Incremental steps towards uselessness

Last night, I attended the Mountain View Linchpin Meetup, inspired by Seth Godin’s blog post (speaking of which, I need to review Godin’s book Linchpin at some point). Spending an evening with a group of people following their passion inspired me to take a swing at restarting this blog yet again.

Today’s topic – the danger of the slippery slope, as represented by me having given up on following Facebook, or my RSS feeds, or Twitter, mostly.

Why?

Because there’s too much to follow in each of them. It takes too much time each day to stay “up-to-date”. And once I fall behind, it’s hopeless to catch up, and I have trouble letting the bits go, so I just give up entirely.

How did I get here?

By being tempted by the deceptive value of “just one more”. On Twitter, when I met or heard about somebody, I would look at their Twitter feed and if they looked marginally interesting, I’d start following them. And that was my mistake. I was comparing the value of following their Twitter feed to nothing – so long as I liked even a couple entries in the feed, I added it. But that doesn’t properly value my time – the time it takes to read those extra Tweets adds up. And because I have not been ruthlessly curating the people I follow, I’m not excited to skim through all the dross to find the gems that can appear in my Twitter stream.
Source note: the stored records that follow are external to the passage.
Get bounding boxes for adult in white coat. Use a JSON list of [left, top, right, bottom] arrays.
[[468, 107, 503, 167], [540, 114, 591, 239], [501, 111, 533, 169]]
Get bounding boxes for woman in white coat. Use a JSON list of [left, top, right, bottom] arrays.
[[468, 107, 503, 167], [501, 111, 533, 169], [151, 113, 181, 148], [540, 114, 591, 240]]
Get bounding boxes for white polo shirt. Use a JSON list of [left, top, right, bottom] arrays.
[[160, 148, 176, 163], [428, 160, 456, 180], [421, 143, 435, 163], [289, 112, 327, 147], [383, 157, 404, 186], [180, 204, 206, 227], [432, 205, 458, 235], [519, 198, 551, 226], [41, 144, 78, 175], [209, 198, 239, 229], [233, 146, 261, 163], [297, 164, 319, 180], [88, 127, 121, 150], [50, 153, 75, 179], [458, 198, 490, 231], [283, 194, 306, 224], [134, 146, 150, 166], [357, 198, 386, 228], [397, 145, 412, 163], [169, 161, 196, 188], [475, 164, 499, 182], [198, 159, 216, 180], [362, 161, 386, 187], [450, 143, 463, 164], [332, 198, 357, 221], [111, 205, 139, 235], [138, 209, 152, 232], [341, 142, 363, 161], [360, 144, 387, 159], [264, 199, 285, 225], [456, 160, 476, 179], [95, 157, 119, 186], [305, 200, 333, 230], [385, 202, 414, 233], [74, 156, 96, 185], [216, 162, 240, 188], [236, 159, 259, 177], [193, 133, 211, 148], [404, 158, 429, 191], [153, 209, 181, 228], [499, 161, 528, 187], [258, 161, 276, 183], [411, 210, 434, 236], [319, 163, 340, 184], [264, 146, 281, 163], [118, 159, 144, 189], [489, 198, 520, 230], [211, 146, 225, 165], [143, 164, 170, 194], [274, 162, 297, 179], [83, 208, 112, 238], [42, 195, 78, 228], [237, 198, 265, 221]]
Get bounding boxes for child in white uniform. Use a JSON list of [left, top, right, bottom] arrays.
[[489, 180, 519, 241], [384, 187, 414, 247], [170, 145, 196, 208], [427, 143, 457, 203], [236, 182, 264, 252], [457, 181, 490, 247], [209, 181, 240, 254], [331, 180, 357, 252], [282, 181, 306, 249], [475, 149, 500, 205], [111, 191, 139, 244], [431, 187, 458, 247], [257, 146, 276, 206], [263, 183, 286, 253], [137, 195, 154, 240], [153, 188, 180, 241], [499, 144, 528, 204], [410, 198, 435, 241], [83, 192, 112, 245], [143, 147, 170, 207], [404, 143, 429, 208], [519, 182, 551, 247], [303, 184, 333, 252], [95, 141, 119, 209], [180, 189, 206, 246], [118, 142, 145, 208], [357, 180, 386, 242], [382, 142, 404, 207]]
In other words, a number of thoughtless incremental decisions have led me to a situation where the entire system has become useless.

The same was true of my RSS feeds – once it got to the point where it felt like a burden to keep up because I’d added too many low-marginal-value feeds, then I stopped checking, even though there are still several truly amazing people whose work I want to track.

I’ve noticed the same trend for me at work over the years. I’ll agree to take on a “quick” task, 10-30 minutes, because how can I turn down being helpful if it will take me less than a half hour? And yet, those “quick” tasks, in aggregate, add up to a significant burden.

What does this mean?

For me, it means I need to re-examine the choices I make. I need to realize that adding even a seemingly trivial task or input to my life can, over time, add up to quite a drag. I need to learn that unless my answer is “Hell, yeah!”, my answer should be no. I need to be stop wasting my limited energy on small things, and focus on what’s important.

Of course, that means deciding what’s important for myself, which is a whole separate problem, but let’s start by clearing out the unimportant stuff out first.

Thanks again to all the great people I met last night, and let’s see if I can stop making excuses and start writing blog posts again.